La Memoria della terra

Questa stessa immagine dell’ebreo nato in Israele quale dualismo tra “ruvidità” e “dolcezza” si riflette ormai nella topografia della regione. I muri con filo spinato che frammentano la Palestina in tanti piccoli Bantustan servono per difendere la succosa e dolce immagine della “cosmopolita” Tel Aviv. Purtroppo, il panorama della Palestina ridotta in brandelli è ormai un riflesso dell’immagine che il Sabra ha di sé e un’estensione della sua identità. L’aggressione israeliana verso i suoi vicini, unita all’auto-proclamata rettitudine, non è nient’altro che un riflesso della fantasticheria del “ruvido e dolce”.

A quanto pare, gli Israeliani insistono nel considerarsi “dolci e succosi”. Dopotutto, l’amore per sé stessi si è fatto strada tra i luoghi comuni ebraici già da un po’ (in opposizione all’odio del sé, una qualità che viene attribuita soltanto a capricciosi umanisti e pensatori ebrei).

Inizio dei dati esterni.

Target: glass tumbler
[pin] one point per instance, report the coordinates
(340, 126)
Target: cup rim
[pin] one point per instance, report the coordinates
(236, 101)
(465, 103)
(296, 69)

Tuttavia, al di fuori di Israele, sono in diversi a nutrire seri dubbi circa la dolcezza e la succolenza dell’israeliano e del Sabra. Si è appreso da poco che ministri e ufficiali dell’esercito israeliani sono stati ufficialmente sconsigliati di recarsi in viaggi all’estero proprio per evitare l’arresto per crimini commessi contro l’umanità.

Comunque, c’è qualcosa di cui persino la maggioranza dei Sabra è all’oscuro. Si tratta del simbolismo di quel cactus da cui loro prendono allegramente il nome. Questo stesso cactus di fico d’india in realtà rappresenta il furto israeliano della terra di Palestina.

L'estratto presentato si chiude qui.